There is a big difference between nsc and theoretical Arithmetic Intensity. Is it resonable?

I’m using the simplest sgemm code to lear nsc:

#define matA(i, j) (a[(i)+(j)*M])
#define matB(i, j) (b[(i)+(j)*K])
#define matC(i, j) (c[(i)+(j)*M])

__global__ void sgemm(const float *a, const float *b, float *c, int M, int N, int K) {
    int tx = blockIdx.x*blockDim.x + threadIdx.x;
    int ty = blockIdx.y*blockDim.y + threadIdx.y;

    if (tx < M && ty < N) {
        float sum = 0.0f;
        for (int i = 0; i < K; ++i) {
            sum += matA(tx, i)*matB(i, ty);
        }
        matC(tx, ty) = sum;
    }
}

When M = N = K =2048, block.x = blockx.y = 16, 3080 12g, the AI given by NSC is about 185:

But the theoretical result is about 320. Reference: https://docs.nvidia.com/deeplearning/performance/dl-performance-matrix-multiplication/index.html

Is this difference resonable?

Which number are you specifically looking at in the doc? Can you provide a more precise location?
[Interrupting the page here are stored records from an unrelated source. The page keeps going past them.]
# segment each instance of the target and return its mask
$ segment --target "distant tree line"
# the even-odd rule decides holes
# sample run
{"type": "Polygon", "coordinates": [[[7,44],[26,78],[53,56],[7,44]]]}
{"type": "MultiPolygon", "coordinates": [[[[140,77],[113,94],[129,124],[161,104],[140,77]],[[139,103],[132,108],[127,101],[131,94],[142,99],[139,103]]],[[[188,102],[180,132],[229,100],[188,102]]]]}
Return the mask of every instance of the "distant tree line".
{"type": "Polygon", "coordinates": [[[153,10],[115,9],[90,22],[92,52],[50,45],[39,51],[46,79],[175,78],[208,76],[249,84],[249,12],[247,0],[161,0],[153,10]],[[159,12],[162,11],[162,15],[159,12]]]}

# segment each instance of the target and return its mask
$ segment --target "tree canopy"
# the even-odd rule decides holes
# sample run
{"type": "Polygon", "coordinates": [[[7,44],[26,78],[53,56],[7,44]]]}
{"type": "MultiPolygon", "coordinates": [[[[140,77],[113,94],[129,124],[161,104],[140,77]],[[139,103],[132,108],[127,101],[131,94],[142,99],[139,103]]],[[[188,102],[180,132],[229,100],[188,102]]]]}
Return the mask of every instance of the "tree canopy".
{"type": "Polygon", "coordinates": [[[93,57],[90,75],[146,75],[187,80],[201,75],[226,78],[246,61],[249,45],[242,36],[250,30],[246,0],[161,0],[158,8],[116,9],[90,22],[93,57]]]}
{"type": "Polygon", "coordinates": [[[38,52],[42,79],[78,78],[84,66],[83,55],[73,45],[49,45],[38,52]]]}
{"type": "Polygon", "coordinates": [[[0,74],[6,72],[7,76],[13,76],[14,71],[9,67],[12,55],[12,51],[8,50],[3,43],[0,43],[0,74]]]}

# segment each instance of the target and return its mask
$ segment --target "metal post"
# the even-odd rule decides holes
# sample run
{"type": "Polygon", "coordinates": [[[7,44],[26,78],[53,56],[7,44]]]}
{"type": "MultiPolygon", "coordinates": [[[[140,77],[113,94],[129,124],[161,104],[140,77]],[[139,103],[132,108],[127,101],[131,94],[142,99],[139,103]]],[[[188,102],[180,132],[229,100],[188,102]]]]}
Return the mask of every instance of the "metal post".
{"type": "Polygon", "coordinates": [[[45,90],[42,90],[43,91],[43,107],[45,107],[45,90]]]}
Thanks for your responding.
I’m following the equation in section 2. However, I’m using M=N=K=2048, and using float32, so the theoretical AI is
2 * M^3 / (4 * 3 * M ^2) = M / 6 = 341

What GPU did you run on?

A 3080 with 12G memory

It’s normal to see variance from the theoretical limits, but it’s difficult to say why without more information. Are you able to share the Nsight Compute report? We can look to see if the bytes read is higher than expected and try and identify where and why this could be occurring. For example, poor memory access patterns could lead to extra data being read which decreases AI.